Keine drei Jahre später, 2019, unterschrieb er bei Jumbo-Visma, gewann in Polen sein erstes Profirennen. Und war in Folge auch schon in unschöne und verdächtigende Spekulationen verwickelt. Sein Team setzt auf ein Präparat, das die Fettverbrennung beschleunigen soll. Ketone. Verboten ist das nicht. Anti-Doping-Agenturen blicken allerdings skeptisch auf die Einnahme. Ebenso wie Experten auf die Leistungen von Vingegaard. Bei seinem Sprint zum Gipfel des Mont Ventoux fuhr er im vergangenen Jahr die letzten sechs arg schweren Kilometer erheblich schneller als jeder andere Rennfahrer vor ihm. Damit auch als die Vertreter der Hochdopingära, wie die "Süddeutsche Zeitung" damals schrieb.
Der beste Kletterer?
"Er ist der vielleicht beste Kletterer im Feld", sagte Pogacar erst vor wenigen Tagen über seinen größten Rivalen. Der Respekt vor Vingegaard ist groß. Schon in der ersten Tourwoche hatte der Däne dem Titelverteidiger immer wieder Paroli geboten. "Meine Beine sind sehr gut, ich bin in Topform", sagte Vingegaard nach den ersten schweren Etappen. Während andere Favoriten wie Primoz Roglic oder Geraint Thomas bereits zurückfielen, klemmte sich der 25-Jährige meistens an Pogacars Hinterrad - und in den Alpen beeindruckend dran vorbei.

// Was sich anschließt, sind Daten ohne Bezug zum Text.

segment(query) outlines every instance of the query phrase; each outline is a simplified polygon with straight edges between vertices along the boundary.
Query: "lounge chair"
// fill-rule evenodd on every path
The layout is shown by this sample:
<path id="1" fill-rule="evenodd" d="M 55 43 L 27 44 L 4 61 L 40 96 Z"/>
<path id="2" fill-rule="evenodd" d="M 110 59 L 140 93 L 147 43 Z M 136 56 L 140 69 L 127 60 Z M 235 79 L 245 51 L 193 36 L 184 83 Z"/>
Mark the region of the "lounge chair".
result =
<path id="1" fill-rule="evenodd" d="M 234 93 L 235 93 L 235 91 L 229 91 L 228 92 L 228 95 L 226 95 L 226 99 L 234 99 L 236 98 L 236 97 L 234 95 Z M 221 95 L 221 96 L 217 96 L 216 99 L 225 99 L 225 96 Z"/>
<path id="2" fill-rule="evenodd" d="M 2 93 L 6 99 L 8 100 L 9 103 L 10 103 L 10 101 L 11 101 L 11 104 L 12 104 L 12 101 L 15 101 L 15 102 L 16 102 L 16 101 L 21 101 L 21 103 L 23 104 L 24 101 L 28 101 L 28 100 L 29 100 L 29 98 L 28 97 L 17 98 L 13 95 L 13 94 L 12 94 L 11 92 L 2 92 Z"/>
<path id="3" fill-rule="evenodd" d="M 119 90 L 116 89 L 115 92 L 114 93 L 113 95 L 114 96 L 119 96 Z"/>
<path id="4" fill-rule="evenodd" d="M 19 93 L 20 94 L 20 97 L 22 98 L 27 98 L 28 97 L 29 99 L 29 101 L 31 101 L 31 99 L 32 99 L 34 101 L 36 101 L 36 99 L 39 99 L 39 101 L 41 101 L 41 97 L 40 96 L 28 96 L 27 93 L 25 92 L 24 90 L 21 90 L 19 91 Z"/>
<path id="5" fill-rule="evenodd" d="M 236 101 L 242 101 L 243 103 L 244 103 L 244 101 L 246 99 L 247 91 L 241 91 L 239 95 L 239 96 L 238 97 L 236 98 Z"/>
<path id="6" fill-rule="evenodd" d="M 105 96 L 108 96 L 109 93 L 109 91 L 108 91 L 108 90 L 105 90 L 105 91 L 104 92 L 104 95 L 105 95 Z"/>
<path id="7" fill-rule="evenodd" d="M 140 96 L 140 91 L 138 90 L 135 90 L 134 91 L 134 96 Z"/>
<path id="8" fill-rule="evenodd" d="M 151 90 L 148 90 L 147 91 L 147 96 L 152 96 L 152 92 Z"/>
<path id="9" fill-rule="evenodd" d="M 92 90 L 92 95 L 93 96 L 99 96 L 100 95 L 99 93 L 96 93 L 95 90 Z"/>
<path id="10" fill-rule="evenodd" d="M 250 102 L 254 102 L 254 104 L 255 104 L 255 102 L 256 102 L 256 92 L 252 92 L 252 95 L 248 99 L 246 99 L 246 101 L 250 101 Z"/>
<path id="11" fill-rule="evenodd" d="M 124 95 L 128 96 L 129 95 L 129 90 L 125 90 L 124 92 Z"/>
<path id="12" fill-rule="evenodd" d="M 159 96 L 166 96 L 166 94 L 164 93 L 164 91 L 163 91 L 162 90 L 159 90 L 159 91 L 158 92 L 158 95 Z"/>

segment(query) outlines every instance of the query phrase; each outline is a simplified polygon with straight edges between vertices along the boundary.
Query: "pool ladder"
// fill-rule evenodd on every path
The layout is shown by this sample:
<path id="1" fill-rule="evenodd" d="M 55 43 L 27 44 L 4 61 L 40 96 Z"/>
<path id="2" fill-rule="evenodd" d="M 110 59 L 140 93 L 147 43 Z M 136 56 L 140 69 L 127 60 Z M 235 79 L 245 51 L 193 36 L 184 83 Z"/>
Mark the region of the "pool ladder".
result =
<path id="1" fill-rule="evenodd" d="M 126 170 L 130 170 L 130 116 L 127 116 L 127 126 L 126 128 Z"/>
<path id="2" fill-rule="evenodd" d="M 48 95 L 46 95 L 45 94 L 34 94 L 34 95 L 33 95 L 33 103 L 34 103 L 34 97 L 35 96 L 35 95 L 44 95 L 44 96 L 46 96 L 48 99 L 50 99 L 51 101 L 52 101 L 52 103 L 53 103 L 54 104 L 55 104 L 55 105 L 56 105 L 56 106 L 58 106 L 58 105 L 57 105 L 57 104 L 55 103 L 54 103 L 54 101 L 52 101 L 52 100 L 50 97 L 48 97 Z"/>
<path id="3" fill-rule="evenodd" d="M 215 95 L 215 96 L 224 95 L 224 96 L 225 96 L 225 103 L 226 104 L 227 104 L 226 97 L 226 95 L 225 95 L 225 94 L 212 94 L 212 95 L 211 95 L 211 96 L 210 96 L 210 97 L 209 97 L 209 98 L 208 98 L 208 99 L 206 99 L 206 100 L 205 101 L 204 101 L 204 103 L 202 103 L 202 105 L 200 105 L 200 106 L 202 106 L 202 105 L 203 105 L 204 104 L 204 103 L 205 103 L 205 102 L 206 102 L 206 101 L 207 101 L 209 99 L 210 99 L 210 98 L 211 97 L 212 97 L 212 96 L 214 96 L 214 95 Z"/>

Zurücklehnen wird und darf sich Vingegaard aber nicht. Auch wenn nach den starken Vorstellungen in den Alpen so einiges für einen neuen Champion auf der Champs-Elysees spricht. Nach der "Entspannung" auf den weniger anspruchsvollen Teilstücken wird es in der kommenden Woche bei den nächsten Showdowns in den Pyrenäen heiß hergehen. Denn geschlagen gibt sich Pogacar, der seinen dritten Tour-Sieg in Folge anstrebt, noch lange nicht: "Ich habe mich schon wieder viel besser gefühlt. Das gibt mir einen Schub und eine Menge an Selbstvertrauen", so der 23-Jährige. Jonas Vingegaard und sein starkes Team werden auf der Hut sein.